Use the cityscapes dataset to build a yolov7 test set

The establishment of the test set is very important to evaluate the quality of the model. This paper uses the cityscapes data set, converts its segmentation labels to obtain target detection labels, and establishes a yolov7 test set to test the trained model.

Label format conversion mainly refers to https://blog.csdn.net/Shenpibaipao/article/details/111240711

The download, format conversion, and yolov7 training process link of the aforementioned bdd100k dataset in this article: https://blog.csdn.net/qq_37214693/article/details/126708738?spm=1001.2014.3001.5501

After conversion using the program linked above, the resulting classes are as follows:

image-20220907104810398

There are many categories in classes that we don't need, as well as types like "cargroup". Check the comments on the official website to know "If the boundaries between such instances cannot be clearly seen, mark the entire group/group together and The annotation is group, such as cargroup. "Because in order to build a test set here, the previously trained model does not need to consider this situation, so we have to throw away the category of group.

Single instance annotations are available. However, if the boundary between such instances cannot be clearly seen, the whole crowd/group is labeled together and annotated as group, e.g. car group.

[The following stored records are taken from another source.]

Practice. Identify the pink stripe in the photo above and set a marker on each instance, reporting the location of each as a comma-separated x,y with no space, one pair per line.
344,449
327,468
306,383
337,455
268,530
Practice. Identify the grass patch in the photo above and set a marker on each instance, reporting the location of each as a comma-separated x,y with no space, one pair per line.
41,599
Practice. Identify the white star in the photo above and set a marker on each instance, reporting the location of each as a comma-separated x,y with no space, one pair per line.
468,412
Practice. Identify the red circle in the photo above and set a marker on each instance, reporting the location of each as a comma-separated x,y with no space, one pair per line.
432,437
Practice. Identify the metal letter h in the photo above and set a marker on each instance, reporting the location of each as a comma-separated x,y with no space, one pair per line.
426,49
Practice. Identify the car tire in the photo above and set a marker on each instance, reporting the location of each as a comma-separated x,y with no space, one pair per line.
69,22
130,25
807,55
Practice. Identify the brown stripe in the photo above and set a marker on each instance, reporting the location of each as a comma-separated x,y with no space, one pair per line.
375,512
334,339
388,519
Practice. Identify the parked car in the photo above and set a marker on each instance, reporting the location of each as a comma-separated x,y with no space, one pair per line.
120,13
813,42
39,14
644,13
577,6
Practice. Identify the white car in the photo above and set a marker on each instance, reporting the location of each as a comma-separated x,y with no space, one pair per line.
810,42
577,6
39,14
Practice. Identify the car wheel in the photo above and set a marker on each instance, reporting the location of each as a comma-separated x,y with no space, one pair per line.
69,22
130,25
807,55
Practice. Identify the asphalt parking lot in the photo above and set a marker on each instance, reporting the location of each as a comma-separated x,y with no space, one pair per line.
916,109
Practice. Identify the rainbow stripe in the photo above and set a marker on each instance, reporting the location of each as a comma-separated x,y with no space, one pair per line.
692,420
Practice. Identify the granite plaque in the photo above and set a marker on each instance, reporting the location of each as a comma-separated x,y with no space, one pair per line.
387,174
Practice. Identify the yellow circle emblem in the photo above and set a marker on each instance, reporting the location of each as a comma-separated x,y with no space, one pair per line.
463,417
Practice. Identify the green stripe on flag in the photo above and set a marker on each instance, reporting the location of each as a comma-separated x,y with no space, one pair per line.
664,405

The filtered categories are shown in the figure below.

image-20220907135713104

Modify the code, mask the following code, define label_map, and re-run the program to get the category label I need and the corresponding yolo format label of each picture.

        # if obj_label not in label_map.keys():  # 记录目标类型转为int值
        #
        #     label_map[obj_label] = len(label_map.keys())  # 标签从0开始
label_map = {
    
    "person": 0, "rider": 1, "car": 2, "bus": 3, "truck": 4, "bicycle": 5, "motorcycle": 6,
             "traffic light": 10, "traffic sign": 11, "train": 12}

The converted file structure is as follows:

gtFine
	test
	train
	val
labels
	test
	train
	val
leftImg8bit
	test
	train
	val

In the test, train, and val folders, according to the collection city, it is divided into data of multiple different cities. According to our needs, put all the pictures in one folder, put the labels in one folder, and put the two folders together for training. Under the folder, modify the parameters related to yolo to train or test.

image-20220907144635332

The final structure of the yolov7/data/cityscapes folder is shown in the figure. All images are under images, and all labels are under labels.

image-20220907151231212

Modify according to data/coco.yaml to get cityscapes.yaml. Because it is only used for testing here, you only need to define val.

image-20220907152744086

Run the following command to test

python test.py --data data/cityscapes.yaml --img 640 --batch 4 --conf 0.001 --iou 0.65 --device 0 --weights runs/train/bdd100k6/weights/best.p
t --name bdd100k6_val_20220907

python test.py --data data/cityscapes.yaml --img 640 --batch 32 --conf 0.001 --iou 0.65 --device 0 --weights yolov7_bdd.pt --name bdd100k6_val_202209071515

The test results are shown in the figure. Since the number of model training rounds is still relatively small, the mAP is low. However, the traffic lights in the training set are divided into four categories: yellow, green and none. There is no color attribute in the test set, so the mAP of tl_none in the test results is low. , requires further processing to group all traffic lights together. The mAP of the train is obviously out of the normal range. The guess is that the amount of data is too small. In bdd100k, there are only 179 labels for the train. This class can be considered to be removed, and since the train is basically not considered in the automatic driving environment, the use of the model Has little effect.

img

Although the accuracy of the model is still very low, the test results are still worthy of analysis. The confusion matrix, PR curve and test legend are given below.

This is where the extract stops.